Convert our dataframe to a dictionary of tensors to feed to model.

In [138]:
def tf_tensor_dict(df):
    data = df.to_dict("list")
    return {key: tf.convert_to_tensor(value) for key, value in data.items()}

In [139]:
batch_tensor = tf_tensor_dict(batch_input)

In [140]:
# Perform prediction for userId 15488
predictions = model.predict(batch_tensor)

The predictions are probabilities that shows the likelihood of a user liking a movie or not.

In [141]:
batch['predict_proba'] = predictions
batch[['userId', 'movieId', 'title','rating', 'rating_b', 'predict_proba']]

Unnamed: 0,userId,movieId,title,rating,rating_b,predict_proba
0,15488,79,"Beautiful Mind, A (2001)",5.0,1,0.999110
1,15488,175,While You Were Sleeping (1995),4.0,1,0.987507
2,15488,2371,Police Academy 6: City Under Siege (1989),1.0,0,0.110548
3,15488,1580,Major League (1989),5.0,1,0.984806
4,15488,471,"Thomas Crown Affair, The (1999)",4.0,1,0.992783
...,...,...,...,...,...,...
69,15488,70,Léon: The Professional (a.k.a.
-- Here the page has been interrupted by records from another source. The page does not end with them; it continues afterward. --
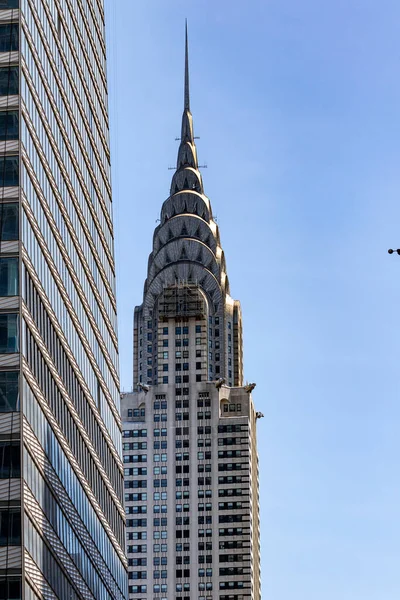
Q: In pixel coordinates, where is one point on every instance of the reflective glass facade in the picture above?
(62, 521)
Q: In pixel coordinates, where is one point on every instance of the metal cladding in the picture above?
(187, 248)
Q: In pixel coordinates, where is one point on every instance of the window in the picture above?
(10, 587)
(9, 222)
(9, 167)
(10, 464)
(10, 527)
(9, 334)
(9, 391)
(9, 84)
(9, 124)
The Professiona...,5.0,1,0.997819
70,15488,183,Amadeus (1984),4.5,1,0.998248
71,15488,3297,Never Say Never Again (1983),3.5,1,0.982946
72,15488,1062,"Transporter, The (2002)",4.0,1,0.985573


Let's find the top-5 movies that can be recommended to the user `15488` based on prediction probabilities.

In [142]:
ranked = np.argsort(predictions, axis=0)
indices = ranked[::-1][:5].reshape(-1)

In [132]:
batch.iloc[indices, :][['movieId', 'userId', 'rating', 'predict_proba', 'title']]

Unnamed: 0,movieId,userId,rating,predict_proba,title
0,79,15488,5.0,0.99911,"Beautiful Mind, A (2001)"
67,213,15488,5.0,0.999062,"Lock, Stock & Two Smoking Barrels (1998)"
16,2,15488,5.0,0.998943,Forrest Gump (1994)
33,73,15488,4.5,0.998461,Goodfellas (1990)
68,26,15488,5.0,0.998405,Apollo 13 (1995)


We can see that the model predicted top-5 movies with high confidence and user's actual ratings for these movies correlates with the model prediction.